Positive cultures of blood, stool, or other specimens are required for diagnosis.
Treatment: Salmonellosis - Typhoid fever: A fluoroquinolone (e.g., ciprofloxacin, 500 mg PO bid for 5-7 days) is most effective against susceptible organisms.
- - Pts infected with nalidixic acid-resistant strains (whose susceptibility to ciprofloxacin is reduced) should be treated with ceftriaxone (2 g/d IV for 10-14 days), azithromycin (1 g/d PO for 5 days), or high-dose ciprofloxacin (750 mg PO bid or 400 mg IV q8h for 10-14 days).
- - Dexamethasone may be of benefit in severe cases.
- NTS: Antibiotic treatment is not recommended in most cases as it does not shorten the duration of symptoms and is associated with increased rates of relapse, a prolonged carrier state, and adverse drug reactions.
- - Antibiotic treatment may be required for infants ≤3 months of age; pts >50 years of age with suspected atherosclerosis; pts with immunosuppression; pts with cardiac, valvular, or endovascular abnormalities; and pts with significant joint disease.

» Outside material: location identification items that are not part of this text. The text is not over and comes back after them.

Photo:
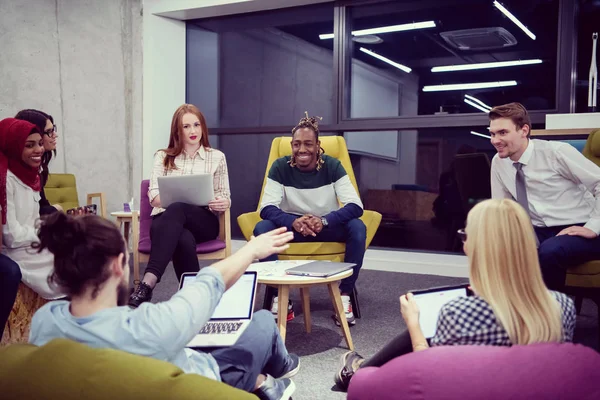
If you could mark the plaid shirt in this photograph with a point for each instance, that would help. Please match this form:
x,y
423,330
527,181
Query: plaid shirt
x,y
204,161
471,320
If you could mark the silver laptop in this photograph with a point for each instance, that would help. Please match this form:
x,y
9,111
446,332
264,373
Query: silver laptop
x,y
195,189
232,315
319,269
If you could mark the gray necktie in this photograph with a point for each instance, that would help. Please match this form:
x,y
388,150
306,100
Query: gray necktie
x,y
522,192
521,188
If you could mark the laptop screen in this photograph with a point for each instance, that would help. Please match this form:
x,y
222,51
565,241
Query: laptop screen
x,y
237,302
430,305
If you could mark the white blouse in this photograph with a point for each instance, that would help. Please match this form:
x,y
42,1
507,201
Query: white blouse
x,y
19,232
204,161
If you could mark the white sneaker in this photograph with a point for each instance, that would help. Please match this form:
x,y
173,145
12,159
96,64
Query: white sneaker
x,y
275,308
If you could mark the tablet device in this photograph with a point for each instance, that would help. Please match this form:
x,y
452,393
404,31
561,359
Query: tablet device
x,y
319,269
430,302
194,189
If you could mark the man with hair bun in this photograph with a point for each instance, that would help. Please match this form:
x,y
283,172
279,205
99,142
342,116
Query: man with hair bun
x,y
303,193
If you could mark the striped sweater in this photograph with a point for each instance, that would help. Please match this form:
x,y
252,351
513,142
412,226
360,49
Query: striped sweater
x,y
290,193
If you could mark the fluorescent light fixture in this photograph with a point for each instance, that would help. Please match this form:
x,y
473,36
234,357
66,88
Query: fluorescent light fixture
x,y
498,64
476,100
477,106
514,19
468,86
387,60
480,135
386,29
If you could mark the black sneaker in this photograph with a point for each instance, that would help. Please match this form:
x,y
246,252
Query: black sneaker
x,y
351,362
275,389
142,293
293,366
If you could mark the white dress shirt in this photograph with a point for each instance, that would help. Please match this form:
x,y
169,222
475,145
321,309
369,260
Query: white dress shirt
x,y
19,232
563,187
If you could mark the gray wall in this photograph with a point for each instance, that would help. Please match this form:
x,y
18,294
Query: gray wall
x,y
81,61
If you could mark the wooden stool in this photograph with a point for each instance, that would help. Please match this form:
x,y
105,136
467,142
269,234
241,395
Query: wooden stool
x,y
19,321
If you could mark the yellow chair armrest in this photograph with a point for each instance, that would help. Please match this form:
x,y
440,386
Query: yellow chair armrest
x,y
102,207
371,219
225,230
247,222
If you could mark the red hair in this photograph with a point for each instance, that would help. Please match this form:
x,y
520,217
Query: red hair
x,y
175,143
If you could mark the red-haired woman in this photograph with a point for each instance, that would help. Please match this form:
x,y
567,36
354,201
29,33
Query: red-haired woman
x,y
176,230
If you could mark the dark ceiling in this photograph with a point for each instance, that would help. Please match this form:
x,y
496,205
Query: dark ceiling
x,y
423,49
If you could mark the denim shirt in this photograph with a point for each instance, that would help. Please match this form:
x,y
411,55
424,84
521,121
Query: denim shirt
x,y
159,331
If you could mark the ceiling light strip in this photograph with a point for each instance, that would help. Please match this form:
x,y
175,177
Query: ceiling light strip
x,y
480,135
386,29
498,64
476,100
514,19
468,86
387,60
477,106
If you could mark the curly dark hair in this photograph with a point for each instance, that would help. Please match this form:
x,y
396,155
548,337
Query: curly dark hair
x,y
82,247
311,123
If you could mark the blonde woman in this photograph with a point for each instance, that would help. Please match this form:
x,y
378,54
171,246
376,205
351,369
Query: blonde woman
x,y
511,304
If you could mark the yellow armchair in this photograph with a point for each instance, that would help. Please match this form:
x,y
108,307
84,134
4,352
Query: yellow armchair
x,y
62,189
334,146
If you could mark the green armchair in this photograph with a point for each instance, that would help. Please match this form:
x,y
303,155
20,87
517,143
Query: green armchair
x,y
62,189
67,370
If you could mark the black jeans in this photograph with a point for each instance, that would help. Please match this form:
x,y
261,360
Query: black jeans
x,y
557,253
10,277
174,235
398,346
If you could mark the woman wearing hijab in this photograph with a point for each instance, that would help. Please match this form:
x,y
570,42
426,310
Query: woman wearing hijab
x,y
21,151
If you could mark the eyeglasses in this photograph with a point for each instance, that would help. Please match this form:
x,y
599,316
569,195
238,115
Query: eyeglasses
x,y
50,132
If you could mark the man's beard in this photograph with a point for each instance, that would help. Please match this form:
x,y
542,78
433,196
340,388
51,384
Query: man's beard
x,y
122,294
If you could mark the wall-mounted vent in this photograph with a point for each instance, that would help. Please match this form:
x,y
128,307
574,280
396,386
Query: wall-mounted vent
x,y
479,39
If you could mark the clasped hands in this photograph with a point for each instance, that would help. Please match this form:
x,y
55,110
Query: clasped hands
x,y
219,204
308,225
576,230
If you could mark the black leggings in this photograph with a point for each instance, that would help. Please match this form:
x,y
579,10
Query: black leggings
x,y
399,346
174,235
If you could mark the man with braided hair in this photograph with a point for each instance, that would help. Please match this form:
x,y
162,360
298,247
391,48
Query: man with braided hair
x,y
303,193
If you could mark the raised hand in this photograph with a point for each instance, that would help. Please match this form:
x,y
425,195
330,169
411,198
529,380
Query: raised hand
x,y
409,309
272,242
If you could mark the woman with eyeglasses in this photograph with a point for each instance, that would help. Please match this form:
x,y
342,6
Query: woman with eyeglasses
x,y
21,151
45,124
511,304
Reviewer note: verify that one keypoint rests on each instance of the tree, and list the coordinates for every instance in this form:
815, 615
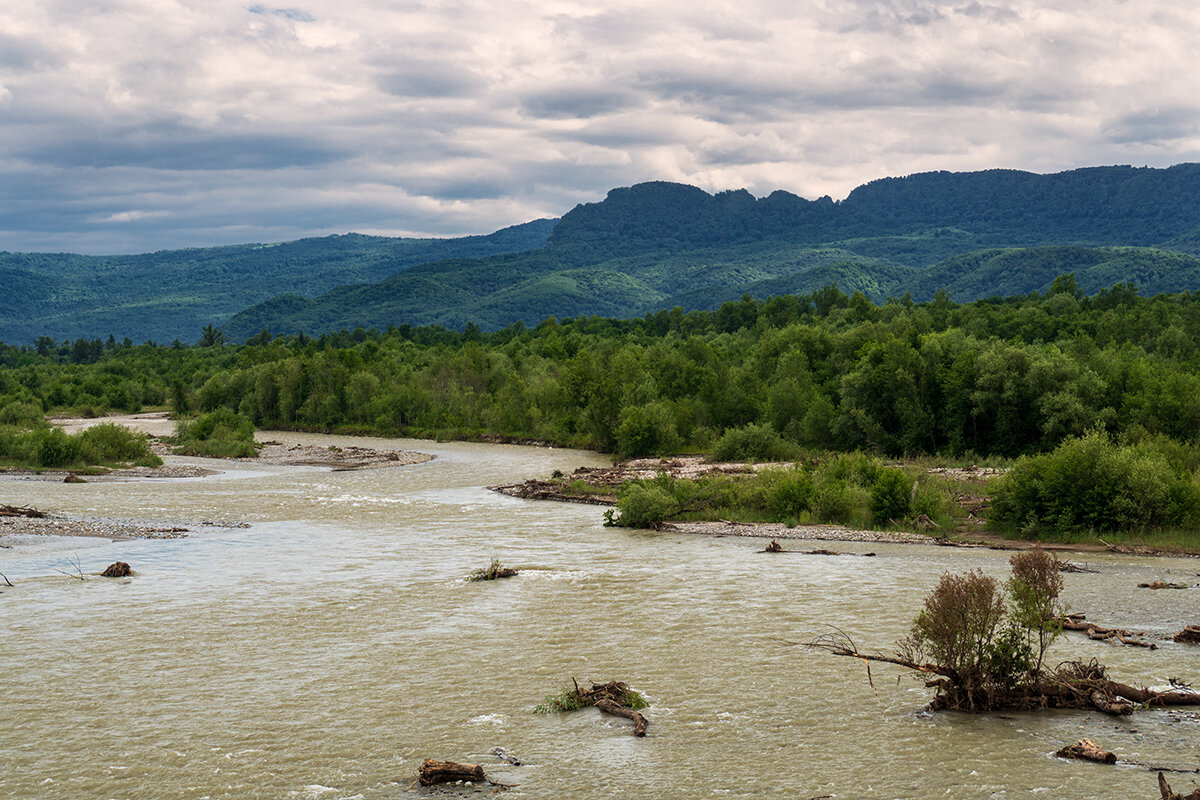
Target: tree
211, 336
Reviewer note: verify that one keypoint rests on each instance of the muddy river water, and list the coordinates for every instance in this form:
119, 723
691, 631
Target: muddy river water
328, 648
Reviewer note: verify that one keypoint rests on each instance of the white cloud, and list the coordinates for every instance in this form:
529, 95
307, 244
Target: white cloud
257, 121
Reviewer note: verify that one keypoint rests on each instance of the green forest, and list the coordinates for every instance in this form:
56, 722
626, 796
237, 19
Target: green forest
1113, 378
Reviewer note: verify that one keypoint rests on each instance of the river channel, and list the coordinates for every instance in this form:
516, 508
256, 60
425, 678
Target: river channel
328, 648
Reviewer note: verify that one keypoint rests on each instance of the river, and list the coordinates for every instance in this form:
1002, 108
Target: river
331, 645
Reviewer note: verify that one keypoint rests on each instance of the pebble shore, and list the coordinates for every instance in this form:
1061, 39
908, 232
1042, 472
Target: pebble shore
813, 533
55, 525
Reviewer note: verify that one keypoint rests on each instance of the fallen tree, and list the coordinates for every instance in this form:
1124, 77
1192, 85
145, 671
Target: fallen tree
615, 697
1087, 751
432, 773
982, 654
1165, 791
492, 572
1099, 632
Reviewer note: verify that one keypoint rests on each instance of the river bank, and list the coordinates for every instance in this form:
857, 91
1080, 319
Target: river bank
340, 643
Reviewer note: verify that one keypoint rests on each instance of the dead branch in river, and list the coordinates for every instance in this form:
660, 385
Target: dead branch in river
1071, 685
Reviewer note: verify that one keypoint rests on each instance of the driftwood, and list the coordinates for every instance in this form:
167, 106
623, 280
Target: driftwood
1093, 631
505, 757
775, 547
1072, 685
432, 773
1087, 751
640, 722
491, 572
1191, 635
613, 697
21, 511
1165, 789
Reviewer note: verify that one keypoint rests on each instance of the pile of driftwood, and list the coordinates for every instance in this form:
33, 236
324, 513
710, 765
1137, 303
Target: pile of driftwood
615, 698
492, 572
1191, 635
1093, 631
1072, 685
21, 511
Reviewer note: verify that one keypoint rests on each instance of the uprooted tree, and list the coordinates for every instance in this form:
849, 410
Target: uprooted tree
983, 649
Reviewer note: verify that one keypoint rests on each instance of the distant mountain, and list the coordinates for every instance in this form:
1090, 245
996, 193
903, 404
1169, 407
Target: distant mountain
173, 294
658, 245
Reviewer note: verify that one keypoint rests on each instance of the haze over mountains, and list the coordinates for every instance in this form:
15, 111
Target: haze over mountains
646, 247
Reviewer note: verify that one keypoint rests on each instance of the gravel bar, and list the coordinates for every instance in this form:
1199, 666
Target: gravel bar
814, 533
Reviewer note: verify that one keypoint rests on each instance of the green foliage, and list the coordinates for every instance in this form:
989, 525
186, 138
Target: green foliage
958, 629
53, 447
114, 444
575, 698
790, 493
174, 294
217, 434
891, 497
646, 431
643, 505
1033, 588
989, 648
1093, 483
753, 443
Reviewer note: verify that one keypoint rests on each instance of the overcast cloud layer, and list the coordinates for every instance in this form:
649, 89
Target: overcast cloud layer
137, 125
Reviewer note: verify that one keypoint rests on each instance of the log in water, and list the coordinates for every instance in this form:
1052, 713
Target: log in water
331, 647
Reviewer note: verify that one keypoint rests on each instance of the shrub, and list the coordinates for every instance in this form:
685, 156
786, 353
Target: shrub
108, 443
217, 434
53, 447
754, 443
643, 505
838, 501
891, 497
21, 414
646, 431
1091, 483
1035, 587
856, 468
790, 493
958, 627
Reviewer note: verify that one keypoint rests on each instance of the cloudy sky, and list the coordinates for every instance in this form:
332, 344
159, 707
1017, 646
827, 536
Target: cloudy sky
137, 125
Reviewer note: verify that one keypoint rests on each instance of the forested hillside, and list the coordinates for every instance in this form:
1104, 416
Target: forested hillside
659, 245
822, 371
173, 294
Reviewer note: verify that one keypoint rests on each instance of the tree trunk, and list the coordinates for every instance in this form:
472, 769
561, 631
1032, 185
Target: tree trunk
432, 771
1087, 751
640, 722
1165, 789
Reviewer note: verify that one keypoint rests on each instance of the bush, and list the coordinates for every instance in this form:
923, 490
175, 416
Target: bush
108, 444
960, 627
790, 493
1091, 483
839, 501
647, 431
754, 443
643, 505
217, 434
19, 413
891, 497
53, 447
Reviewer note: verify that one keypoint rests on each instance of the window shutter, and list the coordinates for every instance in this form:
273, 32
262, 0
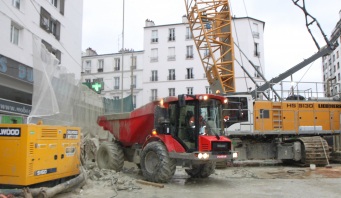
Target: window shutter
62, 2
57, 30
44, 14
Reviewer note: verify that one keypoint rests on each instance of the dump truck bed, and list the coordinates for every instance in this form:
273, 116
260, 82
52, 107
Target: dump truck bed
132, 127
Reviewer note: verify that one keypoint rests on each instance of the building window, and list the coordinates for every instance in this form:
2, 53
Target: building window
171, 75
171, 92
190, 90
133, 62
256, 73
189, 74
53, 50
171, 34
49, 24
14, 35
117, 64
188, 33
117, 83
189, 51
16, 3
54, 2
171, 53
154, 55
256, 51
255, 31
100, 64
154, 76
208, 90
155, 38
134, 82
154, 95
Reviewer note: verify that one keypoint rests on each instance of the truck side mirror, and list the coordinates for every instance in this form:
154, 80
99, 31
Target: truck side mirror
181, 100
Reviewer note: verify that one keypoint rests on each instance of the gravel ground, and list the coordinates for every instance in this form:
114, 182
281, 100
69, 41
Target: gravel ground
262, 181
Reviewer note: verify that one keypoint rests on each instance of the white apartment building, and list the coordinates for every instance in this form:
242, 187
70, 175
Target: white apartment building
331, 63
57, 23
107, 68
172, 65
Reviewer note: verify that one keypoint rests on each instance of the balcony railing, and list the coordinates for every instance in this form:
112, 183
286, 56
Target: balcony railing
171, 57
171, 77
152, 98
154, 59
154, 78
171, 38
255, 34
256, 53
189, 36
189, 76
188, 56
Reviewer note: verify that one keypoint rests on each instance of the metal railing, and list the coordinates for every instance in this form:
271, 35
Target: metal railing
152, 98
255, 34
171, 77
189, 76
171, 38
256, 53
154, 59
171, 57
154, 40
189, 56
154, 78
189, 36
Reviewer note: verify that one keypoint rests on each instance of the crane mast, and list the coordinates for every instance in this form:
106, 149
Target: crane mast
211, 27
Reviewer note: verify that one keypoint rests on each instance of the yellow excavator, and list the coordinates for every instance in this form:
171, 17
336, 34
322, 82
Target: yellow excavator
266, 123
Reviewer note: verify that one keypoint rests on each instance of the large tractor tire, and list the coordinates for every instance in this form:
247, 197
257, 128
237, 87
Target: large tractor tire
202, 170
155, 163
110, 156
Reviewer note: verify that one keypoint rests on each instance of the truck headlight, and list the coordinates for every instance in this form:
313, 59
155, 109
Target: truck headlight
235, 155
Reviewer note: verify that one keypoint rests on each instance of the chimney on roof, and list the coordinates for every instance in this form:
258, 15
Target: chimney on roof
184, 19
149, 23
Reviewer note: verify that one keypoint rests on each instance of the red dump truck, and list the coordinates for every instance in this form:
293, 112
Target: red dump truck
186, 131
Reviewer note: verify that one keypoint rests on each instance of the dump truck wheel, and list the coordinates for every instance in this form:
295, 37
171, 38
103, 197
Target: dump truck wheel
202, 170
155, 163
110, 156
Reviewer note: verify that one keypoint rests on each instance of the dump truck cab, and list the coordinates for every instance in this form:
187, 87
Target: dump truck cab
195, 122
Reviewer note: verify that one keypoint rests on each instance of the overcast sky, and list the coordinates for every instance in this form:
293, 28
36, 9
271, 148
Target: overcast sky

- - Fluoroquinolones or third-generation cephalosporins are given for 3-7 days or until defervescence (if the pt is immunocompetent) or for 1-2 weeks (if the pt is immunocompromised).
- - HIV-infected pts are at high risk for Salmonella bacteremia and should receive 4 weeks of oral fluoroquinolone therapy after 1-2 weeks of IV treatment. In cases of relapse, long-term suppression with a fluoroquinolone or TMP-SMX should be considered.
- - Pts with endovascular infections or endocarditis should receive 6 weeks of treatment with a third-generation cephalosporin.